The projection of a point onto a convex set is unique with respect to any norm

Question

Given a convex set $C$, the projection of a point $z$ onto $C$ is a point $x$ in $C$ that minimizes $\|z- x\|$. Say the minimum is achieved at $x^*\in C$. My textbook shows such $x^*$ is unique under the euclidean norm, as shown below. My guess is the uniqueness should hold regardless what norm is chosen, but I have trouble proving it.
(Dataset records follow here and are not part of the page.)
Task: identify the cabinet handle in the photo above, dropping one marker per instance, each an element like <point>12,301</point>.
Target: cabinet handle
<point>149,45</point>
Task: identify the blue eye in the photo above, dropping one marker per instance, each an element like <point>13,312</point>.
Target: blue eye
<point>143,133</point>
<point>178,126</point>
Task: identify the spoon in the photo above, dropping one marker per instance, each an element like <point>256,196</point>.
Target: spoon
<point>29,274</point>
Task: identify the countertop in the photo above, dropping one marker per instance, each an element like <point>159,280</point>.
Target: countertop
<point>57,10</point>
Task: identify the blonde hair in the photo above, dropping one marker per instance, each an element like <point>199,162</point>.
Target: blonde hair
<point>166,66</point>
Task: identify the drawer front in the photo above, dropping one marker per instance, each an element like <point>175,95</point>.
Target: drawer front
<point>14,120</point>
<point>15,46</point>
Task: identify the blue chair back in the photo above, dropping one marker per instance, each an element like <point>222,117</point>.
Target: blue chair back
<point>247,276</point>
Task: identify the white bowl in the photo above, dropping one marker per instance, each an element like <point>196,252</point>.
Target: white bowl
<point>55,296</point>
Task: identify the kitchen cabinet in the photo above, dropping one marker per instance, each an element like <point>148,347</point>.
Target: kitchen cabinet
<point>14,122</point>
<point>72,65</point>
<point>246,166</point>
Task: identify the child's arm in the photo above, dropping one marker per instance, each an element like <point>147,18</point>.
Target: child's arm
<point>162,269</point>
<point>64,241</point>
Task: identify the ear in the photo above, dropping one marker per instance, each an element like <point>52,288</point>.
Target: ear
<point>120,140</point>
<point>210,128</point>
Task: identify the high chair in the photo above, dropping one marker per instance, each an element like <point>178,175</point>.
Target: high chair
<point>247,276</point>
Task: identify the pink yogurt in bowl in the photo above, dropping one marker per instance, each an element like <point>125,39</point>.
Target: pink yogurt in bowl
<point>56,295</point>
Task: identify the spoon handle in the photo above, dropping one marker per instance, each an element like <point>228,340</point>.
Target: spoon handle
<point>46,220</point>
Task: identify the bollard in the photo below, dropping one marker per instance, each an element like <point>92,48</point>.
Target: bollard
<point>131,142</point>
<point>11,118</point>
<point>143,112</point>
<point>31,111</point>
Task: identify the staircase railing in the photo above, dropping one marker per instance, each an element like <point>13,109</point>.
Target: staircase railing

Thanks!

Answer 1

Your guess is wrong, when dealing with a non-euclidean norm, a (closed) convex set does not necessarily have a unique element with minimal norm as it is shown in the following example:

Let endowed $\mathbb{R}^2$ with $\|\cdot\|_{\infty}$ defined by: $$\|(x,y)\|_{\infty}=\max(|x|,|y|).$$ Furthermore, let $D:=\{(1,t);t\in\mathbb{R}\}$, it is a (closed) convex subset of $\mathbb{R}^2$. For all $\mathbf{x}\in D$, one has: $$\|\mathbf{x}\|_{\infty}\geqslant 1.$$ However, for all $t\in [-1,1]$, $(1,t)\in D$ and $\|(1,t)\|_{\infty}=1$, so that there is an infinity number of elements with minimal norm in $D$.

Answer 2

Counterexample: Take $\mathbb R^2$ with $\|\cdot\|_1$. Be $C=\{x\in\mathbb R^2:\|x\|_1\le1\}$. Be $P=(2,2)$. Then for any point $x_\lambda=(\lambda,1-\lambda)$ with $\lambda\in[0,1]$ you have $\|P-x_\lambda\|_1 = |2-\lambda|+|2-1+\lambda| = 3$, which is also the minimum distance.

Note that $\|\cdot\|_1$ is not a differentiable function, therefore the proof doesn't apply.